We also know from previous work that these populations were generally most fit in the thermal environment in which they evolved and that they exhibited a mix of positive and negative correlated responses to the other regimes (11, 12). For example, the populations that evolved at 42 °C were more fit, on average, than their ancestor at 37 °C and 32 °C, whereas populations that evolved at 20 °C, 32 °C, or 37 °C were less fit at 42 °C. Therefore, there are some tradeoffs, and some mutations must cause them. What then could account for the strong genetic signatures of adaptation to these different conditions? There are at least two possibilities, and they are not mutually exclusive. First, some mutations other than those we tested might be responsible for the tradeoffs when they do occur. The genes involved in cell-wall production, including mrdA (a signature gene for the 42 °C treatment), are interesting candidates in this respect. Mutations in these genes occur in 15 of the 18 TEE lines that faced moderate or high temperatures (the 37 °C, 42 °C, and Switch treatments), and they are common in the LTEE populations that evolved at 37 °C (16), but they are present in only 2 of the 12 TEE lines that evolved at constant low temperatures (20 °C and 32 °C). Second, a phenomenon called clonal interference occurs in evolving asexual populations because beneficial mutations that arise in different lineages in the same population cannot be brought together by recombination. As a consequence, lineages with highly beneficial mutations outcompete other lineages with less beneficial mutations, such that only the most beneficial mutations available typically can achieve fixation on the timescale of this experiment (39–41). For example, even though mutations in nadR may be beneficial under all of the temperature regimes, they are able to reach high frequency in competition against other mutations only in the 32 °C environment, whereas mutations in other genes will dominate the initial waves of adaptation at other temperatures.

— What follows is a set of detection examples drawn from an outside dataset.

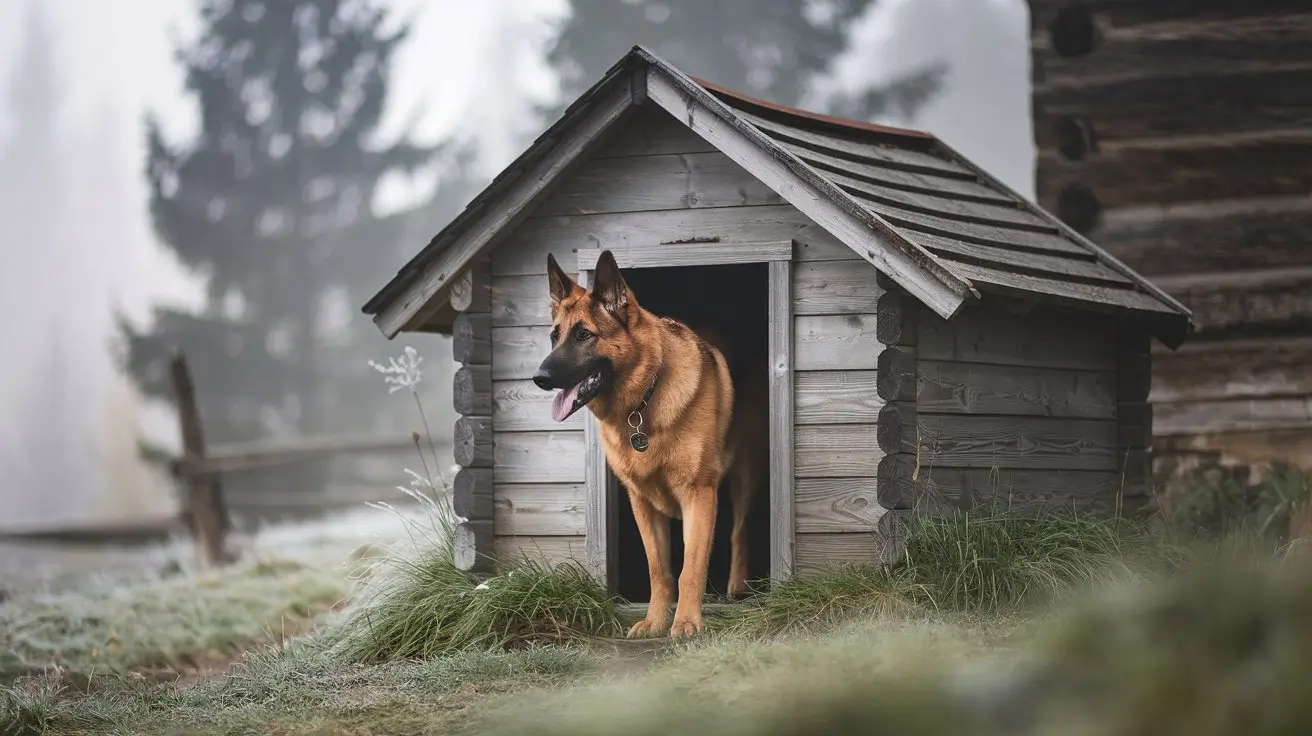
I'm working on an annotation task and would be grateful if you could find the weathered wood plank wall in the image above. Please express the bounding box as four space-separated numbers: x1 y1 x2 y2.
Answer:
792 257 884 572
488 109 855 562
451 260 496 572
907 296 1123 513
1030 0 1312 472
489 104 883 569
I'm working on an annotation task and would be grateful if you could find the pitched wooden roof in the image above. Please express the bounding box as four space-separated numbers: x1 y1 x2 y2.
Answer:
365 46 1190 348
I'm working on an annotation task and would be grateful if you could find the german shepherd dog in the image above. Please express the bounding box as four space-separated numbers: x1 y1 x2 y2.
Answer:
533 251 769 639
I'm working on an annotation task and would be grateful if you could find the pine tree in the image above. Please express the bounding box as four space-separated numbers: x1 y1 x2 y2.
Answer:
123 0 442 498
543 0 943 118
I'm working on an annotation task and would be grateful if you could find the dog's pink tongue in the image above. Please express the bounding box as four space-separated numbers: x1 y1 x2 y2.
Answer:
551 386 579 421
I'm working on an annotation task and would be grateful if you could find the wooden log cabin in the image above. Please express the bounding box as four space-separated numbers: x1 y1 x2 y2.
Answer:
365 47 1190 592
1030 0 1312 485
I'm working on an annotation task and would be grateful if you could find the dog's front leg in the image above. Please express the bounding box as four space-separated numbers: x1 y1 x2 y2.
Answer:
628 491 674 638
669 485 718 639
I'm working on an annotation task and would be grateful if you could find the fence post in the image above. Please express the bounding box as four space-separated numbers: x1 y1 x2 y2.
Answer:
169 353 231 567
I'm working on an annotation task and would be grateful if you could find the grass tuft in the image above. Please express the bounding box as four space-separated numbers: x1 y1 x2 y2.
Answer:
333 544 621 663
900 510 1182 611
712 565 916 636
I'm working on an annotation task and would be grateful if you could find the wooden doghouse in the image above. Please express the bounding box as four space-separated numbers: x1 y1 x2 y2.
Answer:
365 47 1190 600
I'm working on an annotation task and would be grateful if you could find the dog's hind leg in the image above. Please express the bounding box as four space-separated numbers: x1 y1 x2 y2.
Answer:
728 458 758 598
669 485 719 639
628 491 674 638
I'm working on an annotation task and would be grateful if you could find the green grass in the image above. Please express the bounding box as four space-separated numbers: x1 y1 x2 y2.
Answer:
320 546 619 663
0 464 1312 736
470 551 1312 736
901 510 1185 611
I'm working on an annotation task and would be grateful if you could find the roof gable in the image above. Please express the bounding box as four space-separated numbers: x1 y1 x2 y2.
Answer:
365 47 1189 346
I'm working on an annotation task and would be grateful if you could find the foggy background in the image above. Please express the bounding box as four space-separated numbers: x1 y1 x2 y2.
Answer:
0 0 1034 529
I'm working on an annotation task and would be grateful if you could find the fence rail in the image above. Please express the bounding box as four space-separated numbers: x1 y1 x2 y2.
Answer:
0 354 449 565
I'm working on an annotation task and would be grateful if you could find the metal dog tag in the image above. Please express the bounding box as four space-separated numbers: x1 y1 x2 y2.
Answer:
628 432 648 453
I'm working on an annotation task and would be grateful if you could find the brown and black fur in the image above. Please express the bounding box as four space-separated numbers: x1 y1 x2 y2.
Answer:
535 251 769 638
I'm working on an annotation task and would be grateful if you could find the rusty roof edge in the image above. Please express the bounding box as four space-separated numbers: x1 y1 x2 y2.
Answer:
687 75 938 143
632 46 980 309
938 139 1194 325
361 51 640 315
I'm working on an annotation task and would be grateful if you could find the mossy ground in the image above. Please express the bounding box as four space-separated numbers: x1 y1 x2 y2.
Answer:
0 472 1312 736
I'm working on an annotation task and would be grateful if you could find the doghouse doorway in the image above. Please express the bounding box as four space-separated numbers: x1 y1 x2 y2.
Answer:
579 240 796 603
607 262 770 602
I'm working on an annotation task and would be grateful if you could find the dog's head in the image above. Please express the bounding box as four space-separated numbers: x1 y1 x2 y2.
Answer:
533 251 638 421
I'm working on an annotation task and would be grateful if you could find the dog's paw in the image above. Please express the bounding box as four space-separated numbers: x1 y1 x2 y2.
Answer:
628 618 665 639
669 617 702 639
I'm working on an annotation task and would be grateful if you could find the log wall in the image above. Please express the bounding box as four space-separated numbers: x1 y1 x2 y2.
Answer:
1030 0 1312 474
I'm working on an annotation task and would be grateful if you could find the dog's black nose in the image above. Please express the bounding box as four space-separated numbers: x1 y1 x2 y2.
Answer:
533 367 555 391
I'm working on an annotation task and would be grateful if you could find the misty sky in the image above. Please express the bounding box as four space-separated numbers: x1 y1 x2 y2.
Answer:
0 0 1033 522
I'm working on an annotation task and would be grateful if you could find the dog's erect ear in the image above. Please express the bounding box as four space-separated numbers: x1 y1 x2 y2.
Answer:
547 253 579 312
592 251 634 324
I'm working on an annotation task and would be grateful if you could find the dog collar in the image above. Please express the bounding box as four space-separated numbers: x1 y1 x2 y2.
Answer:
628 366 661 453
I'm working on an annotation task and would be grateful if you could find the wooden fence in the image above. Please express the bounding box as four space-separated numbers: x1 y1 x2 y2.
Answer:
0 354 445 565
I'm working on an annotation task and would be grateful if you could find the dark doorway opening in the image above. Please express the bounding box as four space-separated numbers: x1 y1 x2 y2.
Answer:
607 264 770 602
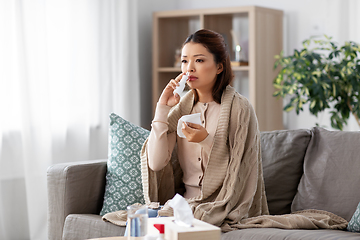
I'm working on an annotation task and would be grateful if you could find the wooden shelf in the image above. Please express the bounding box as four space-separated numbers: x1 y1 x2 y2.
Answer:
152 6 283 131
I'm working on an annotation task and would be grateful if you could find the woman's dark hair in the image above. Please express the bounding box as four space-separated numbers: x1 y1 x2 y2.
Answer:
183 29 233 103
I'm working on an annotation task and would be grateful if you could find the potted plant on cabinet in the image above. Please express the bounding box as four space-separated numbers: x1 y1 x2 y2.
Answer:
273 36 360 130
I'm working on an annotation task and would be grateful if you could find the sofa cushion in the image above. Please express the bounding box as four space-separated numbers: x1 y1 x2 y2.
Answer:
347 203 360 232
292 127 360 221
100 113 150 216
62 214 125 240
261 129 311 215
221 228 360 240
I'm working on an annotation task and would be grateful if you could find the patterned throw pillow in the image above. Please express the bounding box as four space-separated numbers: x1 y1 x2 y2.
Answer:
347 203 360 232
100 113 150 216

Therefore, the overall impression is that the different temperature treatments made some adaptive pathways more beneficial and others less so or even maladaptive. On balance, it appears that many potential adaptive pathways are shared across the different temperature regimes. If so, and if the TEE was continued indefinitely, then the populations evolving under the different regimes might eventually show more genetic parallelism than divergence. By contrast, if the different temperature treatments promote radically different adaptive pathways, then we would expect increasing genetic divergence between the treatments over time, instead of the convergence to the 37 °C treatment indicated by the recapitulation analysis.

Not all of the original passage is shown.